Auf die Ausschilderung der nationalen Velorouten hatte der Radler
mich am Bahnhof noch aufmerksam gemacht, aber denen war ich ja in die Innenstadt
hinein nicht gefolgt. Also waren sie erst einmal "weg" - auch wenn ich
später, am Ende der Tour, nicht mehr verstand, wie das passieren konnte.

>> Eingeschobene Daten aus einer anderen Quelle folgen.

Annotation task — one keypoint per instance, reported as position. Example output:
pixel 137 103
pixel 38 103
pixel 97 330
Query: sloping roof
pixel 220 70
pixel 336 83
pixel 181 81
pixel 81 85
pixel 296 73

Vielleicht waren die Radrouten zu groß ausgeschildert, und ich suchte
zu kleine Schilder. Wer weiß.
Mit Hilfe eines Fahrradkuriers, den ich nach dem Weg fragte, fand
ich in der richtigen Richtung aus der Stadt heraus - zunächst recht
unidyllisch, aber irgendwo in Muttenz oder Pratteln fand ich auch die Route
"3" wieder. Ich fuhr immer noch in "Zivil" von der Bahnfahrt - Treckinghose
+ -hemd, unterm T-Shirt sogar Baumwollunterhemd. Es nieselte, also irgendwann
auch noch Anorak. Als ich endlich Zeit und Lust und Ort zum Umziehen fand
(überdachter Garagentor-Bereich eines größeren Hauses),
war die Baumwolle schon gut nass. Weiter wäre es so aber wirklich
nicht mehr gegangen, denn der Regen wurde stärker. Also volle Regenmontur
mit Überschuhen für den Rest des Tages. Gefühlt war es ein
regnerischer Tag, tatsächlich vielleicht zu 50%.
Dann irgendwann kam
das Schild: Radroute steigt 370 m auf 9 km. Die Höhenangabe war rückblickend
sicher die Differenz zwischen Anfangs- und Endhöhe und nicht die Summe
aller Steigungen. Ich hatte das Mittelgebirge, den Schweizer Jura, erreicht,
und das war im weiteren Geländeverlauf deutlich zu spüren. Dann
machte die Route 3 auch noch einen 6 km langen Umweg, und auf dem schlugen
die Steigungen dann - speziell für den ersten Reisetag - gut zu. Eine
heftige Hügel-Trainings-Etappe zu Beginn der Tour! Mann, was war ich
zwischendurch im Eimer :-) Aber die Landschaft war nett, und der Weg führte
durch hübsche kleine Dörfer, schon so, wie ich mir die Schweiz
vorgestellt hatte.
Es folgte ein kurzes Butterbrote-Mittagessen in Aarau. In der
Aarau-Info erfuhr ich, wo der Weg weitergeht (der führte mich zunächst
an einem kompliziert den Verkehr dirigierenden Polizisten in Orange in
einem Stand mit Dach vorbei) und dass die Brunnen hier überall Trinkwasser
liefern. Steht auch dran. Tolle Sache!!
Der Weg führte dann schön flach am Bach Suhre entlang
- erst durch ein schönes Wohngebiet, dann durch Wiesen und Felder.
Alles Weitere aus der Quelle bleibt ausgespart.